Wesleyan Poetry
3 total works
Rachel Zucker's third book of poems is a darkly comic collection that looks unsparingly at the difficulties and compromises of married life. Formally innovative and blazingly direct, The Bad Wife Handbook cross-examines marriage, motherhood, monogamy, and writing itself. Rachel Zucker's upending of grammatical and syntactic expectations lends these poems an urgent richness and aesthetic complexity that mirrors the puzzles of real life. Candid, subversive, and genuinely moving, The Bad Wife Handbook is an important portrait of contemporary marriage and the writing life, of emotional connection and disconnection, of togetherness and aloneness.
In her second collection of poems, Rachel Zucker returns to a more autobiographical stance and writes about the particulars of marriage, pregnancy, childbirth, and motherhood-experiences that radically surprised her. But this is no simple reportage. With candor, humor, and compassion, Zucker discovers a new poetic territory: a landscape between story and fragment, a way of telling that is neither confessional nor intellectually detached. At the cliff-edge of narrative, a high place where language is the rope and falling the perception, Zucker's poems are unsentimental, true to the disjunctive experiences of loving, giving birth, raising a child, being lonely, being alive. A poetry of the body, of desire, about human frailty and strength, The Last Clear Narrative fills a void in the history of women writing about everyday experience and speaks to the nature of narrative itself.

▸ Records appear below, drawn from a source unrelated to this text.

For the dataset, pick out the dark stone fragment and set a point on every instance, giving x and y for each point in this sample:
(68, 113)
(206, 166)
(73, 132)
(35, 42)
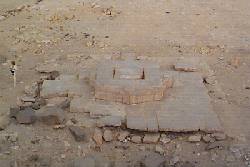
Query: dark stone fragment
(78, 133)
(26, 116)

In Rachel Zucker's re-imagining of the Greek myth, Persephone is a daughter struggling to become a woman. Unlike the classical portrait of a maiden kidnapped by a tyrant, Zucker's Persephone chooses to travel to the Underworld and assume her role as Hades' queen. Caught between worlds-light and dark, innocence and power, a mother's protection and a lover's appeal-Persephone describes the strangeness of the Underworld and the problems of transformation and transgression. The arrangement of Zucker's poems reflects Persephone's travels between the Underworld and the Surface. Both spare and lyrical, they are written as entries in Persephone's diary and as letters between Persephone, Demeter, and Hades. The language-strange, urgent, direct-is pulled and changed as Persephone journeys from one world to another revealing the struggle of unmaking and remaking the self.